Dans les pas de John Wayne

“Les groupes éprouvent inévitablement la sensation de traverser l’écran, remarque Mary Rittmann, directrice du marketing de l’office du tourisme d’Arizona. Ils sont “dans” le film. Et cela qu’on leur propose un rallye en 4×4 ou une excursion à cheval sur les 27 kilomètres de pistes qui serpentent dans les 12000 hectares du parc. De plus, les guides sont Navajos, car ici, ils sont sur leur territoire. Leurs grands-parents furent les figurants de films cultes, interprétant, selon, des Cheyennes, des Comanches, des Apaches ou des Sioux.” Plus rares sont les films qui ont conté l’histoire des Navajos telle qu’elle s’est déroulée, sombre scénario d’un peuple maltraité par les colons espagnols, puis spolié, déporté, affamé ou massacré par les assauts de l’US Army et de Kit Carson. John Ford, dont les films popularisèrent Monument Valley dans le monde entier, est gratifié d’un point de vue portant son nom, le théâtre également des célèbres campagnes publicitaires Marlboro surfant sur la mythologie cow-boy. Monument Valley où se sont installées les caméras de Clint Eastwood, Stanley Kubrick, Spielberg, Sergio Leone et bien d’autres renvoie aussi ses visiteurs aux premiers âges de la Terre. Résultat de processus géologiques successifs étendus sur des centaines de millénaires, elle est l’enfant de la tectonique des plaques, de l’activité volcanique, de l’érosion du vent, de la pluie, du gel et bien entendu de la mer qui recouvrait la région il y a 400 millions d’années, période où l’Europe et l’Amérique du Nord ne formaient qu’un seul continent… L’âge d’or du western et la dérive des continents animent donc inévitablement les conversations au Goulding’s Lodge, l’illustre hôtel-restaurant du coin dont la carte affiche fièrement le poulet “à la John Wayne”, un bon et copieux poulet rôti-purée, histoire de rappeler que l’endroit fut le quartier général du Duke et de son réalisateur John Ford.

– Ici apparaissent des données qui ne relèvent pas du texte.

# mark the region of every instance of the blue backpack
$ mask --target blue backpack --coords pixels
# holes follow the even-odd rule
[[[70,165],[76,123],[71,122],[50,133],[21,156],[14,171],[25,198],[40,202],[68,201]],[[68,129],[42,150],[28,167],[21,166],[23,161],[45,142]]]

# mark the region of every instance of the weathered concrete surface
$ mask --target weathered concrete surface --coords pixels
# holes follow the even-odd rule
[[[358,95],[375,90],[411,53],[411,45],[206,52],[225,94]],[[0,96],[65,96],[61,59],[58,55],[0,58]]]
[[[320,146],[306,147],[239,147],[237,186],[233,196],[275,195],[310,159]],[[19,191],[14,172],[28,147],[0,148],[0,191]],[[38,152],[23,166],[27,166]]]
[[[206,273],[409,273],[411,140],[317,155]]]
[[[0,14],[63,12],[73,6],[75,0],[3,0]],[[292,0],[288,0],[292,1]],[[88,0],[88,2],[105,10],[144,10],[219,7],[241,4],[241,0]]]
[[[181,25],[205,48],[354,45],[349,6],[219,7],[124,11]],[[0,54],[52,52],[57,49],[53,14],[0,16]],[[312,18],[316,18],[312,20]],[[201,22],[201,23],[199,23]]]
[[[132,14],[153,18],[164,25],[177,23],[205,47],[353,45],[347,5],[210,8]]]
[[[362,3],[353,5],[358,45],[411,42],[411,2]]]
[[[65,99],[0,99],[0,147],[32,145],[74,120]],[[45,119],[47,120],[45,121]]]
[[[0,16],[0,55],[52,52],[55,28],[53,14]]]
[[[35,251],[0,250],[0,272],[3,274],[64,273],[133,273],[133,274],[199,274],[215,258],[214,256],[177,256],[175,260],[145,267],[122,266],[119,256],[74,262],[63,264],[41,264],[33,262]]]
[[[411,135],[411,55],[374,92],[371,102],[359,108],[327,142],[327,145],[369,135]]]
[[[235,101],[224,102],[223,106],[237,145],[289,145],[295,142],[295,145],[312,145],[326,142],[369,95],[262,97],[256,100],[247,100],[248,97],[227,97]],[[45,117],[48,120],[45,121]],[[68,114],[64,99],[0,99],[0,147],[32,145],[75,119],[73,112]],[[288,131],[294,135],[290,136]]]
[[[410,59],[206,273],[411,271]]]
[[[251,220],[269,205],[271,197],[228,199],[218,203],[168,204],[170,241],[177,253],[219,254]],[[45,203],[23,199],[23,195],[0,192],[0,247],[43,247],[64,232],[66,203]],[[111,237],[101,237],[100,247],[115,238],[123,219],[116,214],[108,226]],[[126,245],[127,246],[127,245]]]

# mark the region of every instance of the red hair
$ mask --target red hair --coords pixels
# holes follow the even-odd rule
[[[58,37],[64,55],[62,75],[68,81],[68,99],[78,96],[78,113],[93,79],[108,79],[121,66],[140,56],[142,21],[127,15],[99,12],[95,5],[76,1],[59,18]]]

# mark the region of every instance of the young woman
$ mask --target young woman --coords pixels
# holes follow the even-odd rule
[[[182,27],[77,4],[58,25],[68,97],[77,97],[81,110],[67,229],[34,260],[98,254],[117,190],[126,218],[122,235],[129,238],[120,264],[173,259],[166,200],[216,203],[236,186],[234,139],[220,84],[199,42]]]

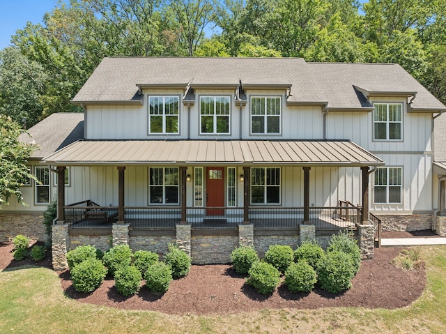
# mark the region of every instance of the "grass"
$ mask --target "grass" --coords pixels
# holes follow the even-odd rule
[[[332,308],[183,317],[128,311],[70,299],[54,272],[20,267],[0,272],[0,333],[446,333],[446,246],[419,250],[426,262],[426,289],[410,307],[393,310]]]

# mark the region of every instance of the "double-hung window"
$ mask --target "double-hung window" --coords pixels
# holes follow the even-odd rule
[[[49,169],[47,167],[35,167],[36,204],[49,204]]]
[[[375,103],[374,112],[374,138],[375,140],[401,140],[403,139],[403,105]]]
[[[280,133],[280,98],[251,98],[251,133]]]
[[[401,167],[379,167],[375,172],[375,204],[401,203],[402,194]]]
[[[280,168],[251,168],[251,203],[280,204]]]
[[[179,203],[178,167],[150,167],[149,180],[151,204]]]
[[[229,133],[230,109],[229,96],[201,96],[201,133]]]
[[[149,133],[178,133],[178,96],[149,96]]]

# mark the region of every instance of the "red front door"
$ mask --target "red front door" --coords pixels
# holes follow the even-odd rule
[[[224,206],[224,168],[206,168],[206,206]],[[206,210],[208,215],[223,215],[223,209]]]

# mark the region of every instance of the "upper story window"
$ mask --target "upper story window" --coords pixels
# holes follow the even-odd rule
[[[379,167],[375,172],[374,199],[375,204],[401,203],[401,167]]]
[[[251,133],[280,133],[280,98],[251,98]]]
[[[229,96],[200,98],[201,133],[229,133],[231,98]]]
[[[375,103],[374,112],[374,139],[401,140],[403,139],[403,105]]]
[[[178,133],[178,96],[149,96],[149,133]]]

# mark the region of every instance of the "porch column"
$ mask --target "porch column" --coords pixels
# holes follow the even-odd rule
[[[309,170],[311,167],[302,167],[304,170],[304,224],[309,224]]]
[[[186,219],[186,172],[187,167],[180,167],[180,179],[181,180],[181,220],[180,224],[187,224]]]
[[[118,223],[123,224],[124,222],[124,171],[125,167],[123,166],[118,167]]]
[[[369,167],[361,167],[362,172],[362,224],[369,225]]]
[[[57,167],[57,224],[65,222],[65,166]]]
[[[249,184],[251,183],[251,168],[243,167],[243,224],[249,224]]]

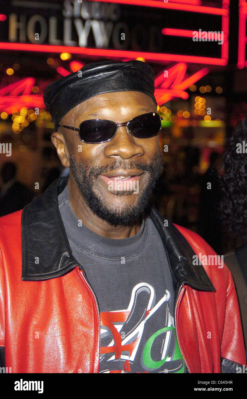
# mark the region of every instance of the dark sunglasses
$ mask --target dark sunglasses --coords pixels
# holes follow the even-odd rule
[[[109,141],[115,136],[119,126],[126,126],[128,130],[137,138],[148,138],[156,136],[161,128],[161,118],[156,113],[149,112],[136,117],[124,123],[115,123],[107,119],[89,119],[83,120],[79,128],[65,125],[60,126],[79,132],[82,141],[91,144]]]

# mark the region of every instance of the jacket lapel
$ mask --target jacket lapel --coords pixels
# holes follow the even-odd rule
[[[57,197],[68,178],[59,178],[24,208],[22,216],[22,279],[41,280],[65,274],[76,265],[67,238]],[[203,267],[194,266],[195,253],[171,222],[164,227],[154,208],[150,216],[160,235],[169,261],[175,292],[182,284],[195,289],[215,291]]]

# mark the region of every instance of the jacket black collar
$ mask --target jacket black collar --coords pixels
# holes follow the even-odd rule
[[[78,265],[73,257],[60,215],[58,196],[68,178],[59,178],[24,208],[22,216],[22,279],[41,280],[62,276]],[[174,289],[182,284],[202,291],[215,291],[203,267],[192,264],[191,247],[171,222],[152,208],[150,216],[158,230],[170,262]]]

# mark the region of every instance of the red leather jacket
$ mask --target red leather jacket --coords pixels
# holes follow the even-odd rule
[[[97,298],[73,257],[60,216],[57,179],[24,210],[0,218],[0,358],[12,373],[97,373]],[[234,373],[245,364],[236,292],[225,265],[193,265],[215,255],[198,235],[152,209],[174,288],[174,321],[190,373]],[[4,348],[5,348],[5,351]]]

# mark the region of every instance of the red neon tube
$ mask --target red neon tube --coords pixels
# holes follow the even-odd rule
[[[47,44],[32,44],[27,43],[7,43],[0,42],[0,49],[18,50],[20,51],[40,51],[44,53],[63,53],[81,54],[90,56],[98,55],[107,58],[129,58],[134,59],[138,57],[148,61],[184,62],[211,65],[225,65],[227,60],[211,57],[196,55],[180,55],[159,53],[146,53],[126,50],[110,50],[106,49],[91,49],[85,47],[71,47],[69,46],[53,46]]]
[[[89,0],[91,1],[91,0]],[[99,0],[92,0],[98,1]],[[171,10],[179,10],[181,11],[190,11],[192,12],[201,12],[205,14],[214,14],[215,15],[228,15],[229,11],[223,8],[217,8],[213,7],[205,7],[203,6],[195,6],[192,4],[178,4],[168,1],[158,0],[99,0],[100,1],[108,3],[119,3],[120,4],[128,4],[133,6],[142,6],[143,7],[154,7],[159,8],[169,8]]]
[[[246,15],[244,8],[242,6],[246,3],[239,1],[239,48],[237,67],[242,69],[245,67],[245,36],[246,35]]]

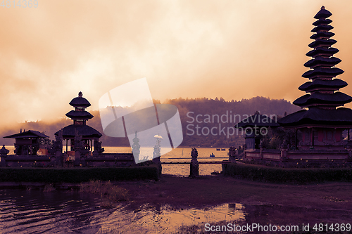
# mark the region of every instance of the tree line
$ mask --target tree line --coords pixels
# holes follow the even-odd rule
[[[154,100],[155,103],[161,103]],[[255,97],[241,100],[226,101],[223,98],[177,98],[168,99],[163,104],[177,107],[183,131],[182,147],[238,147],[244,144],[244,134],[234,129],[238,122],[259,111],[262,115],[282,117],[285,112],[290,114],[300,108],[284,99],[270,99]],[[90,111],[94,116],[87,121],[87,125],[103,134],[100,138],[103,146],[130,146],[127,138],[114,138],[106,136],[101,126],[99,110]],[[39,120],[16,124],[0,130],[5,136],[18,133],[20,129],[35,130],[44,132],[51,139],[54,133],[65,126],[73,124],[73,120],[63,117],[55,122]],[[2,144],[12,145],[13,139],[3,138]]]

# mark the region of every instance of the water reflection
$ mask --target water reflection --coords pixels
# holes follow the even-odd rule
[[[145,204],[105,209],[100,199],[77,192],[0,190],[1,233],[169,233],[182,225],[242,220],[244,207],[222,204],[208,209],[175,209]]]

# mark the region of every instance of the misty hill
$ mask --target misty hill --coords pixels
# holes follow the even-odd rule
[[[155,103],[160,103],[156,100]],[[236,136],[233,126],[239,121],[259,111],[260,114],[284,116],[285,112],[290,114],[300,108],[281,99],[270,99],[255,97],[239,101],[226,101],[218,98],[189,99],[177,98],[167,100],[163,103],[172,104],[178,108],[182,124],[184,141],[181,146],[230,147],[244,143],[242,136]],[[89,111],[94,117],[87,121],[87,124],[100,131],[103,136],[103,146],[130,146],[127,138],[108,137],[103,134],[98,110]],[[196,118],[198,115],[198,118]],[[235,120],[234,120],[235,119]],[[72,124],[73,121],[63,117],[56,122],[45,121],[27,122],[15,124],[11,127],[3,127],[0,136],[5,136],[22,130],[37,130],[54,139],[54,133],[64,126]],[[213,129],[213,131],[210,130]],[[232,133],[234,133],[232,134]],[[13,145],[13,139],[1,139],[1,144]]]

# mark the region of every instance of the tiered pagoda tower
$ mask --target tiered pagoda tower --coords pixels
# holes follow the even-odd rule
[[[322,6],[314,16],[318,20],[313,23],[315,34],[310,38],[315,41],[308,45],[313,50],[306,53],[312,59],[304,64],[310,70],[302,75],[310,81],[298,88],[307,94],[293,103],[305,109],[279,120],[287,129],[302,131],[300,143],[296,141],[301,149],[343,148],[342,132],[352,128],[352,110],[341,108],[351,102],[352,97],[339,91],[347,83],[335,78],[344,71],[334,67],[341,60],[334,57],[339,50],[332,47],[337,41],[330,39],[334,35],[329,32],[334,28],[329,25],[332,20],[327,19],[331,15]]]
[[[75,150],[75,136],[76,134],[77,136],[82,136],[86,149],[92,151],[92,141],[99,142],[99,139],[102,135],[96,129],[86,124],[87,121],[93,117],[91,113],[85,110],[91,105],[88,100],[83,98],[82,92],[78,93],[78,97],[73,98],[70,102],[70,105],[75,108],[75,110],[71,110],[66,114],[68,117],[73,120],[73,124],[66,126],[63,129],[63,139],[66,140],[66,152],[68,152],[68,140],[70,140],[70,151]],[[58,131],[56,132],[55,135],[58,135]],[[74,152],[73,152],[73,153]]]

Pour les Indiens passablement caricaturés par le cinéma, Monument Valley est avant tout une œuvre des dieux, autre façon de rendre hommage au génie du lieu et à l’extraordinaire de ses concrétions exsudant du sacré, une frontière entre deux mondes que la romancière Willa Cather évoque ainsi : “Ailleurs, le ciel est le toit du monde, ici, la terre est le plancher du ciel.”

Au milieu de nulle part

Pour les opérations incentive, la situation géographique de la Vallée participe pleinement au sentiment de réaliser un voyage hors du commun. Au nord-est de l’Arizona et aux confins de l’Utah, les hôtes se retrouvent au milieu de nulle part. Phoenix, capitale de l’État, se trouve à 420 km au sud et les néons de Las Vegas à plus de 600 km à l’ouest, dans le Nevada voisin. Aux Frenchies habitués à des paysages rythmés par les exploitations agricoles et les clochers des églises, le voyage offre aussi l’expérience de la wilderness qui se conjugue avec celle du road trip, voyage dans l’espace et le temps aux tonalités country, mais aussi profondément bluesy…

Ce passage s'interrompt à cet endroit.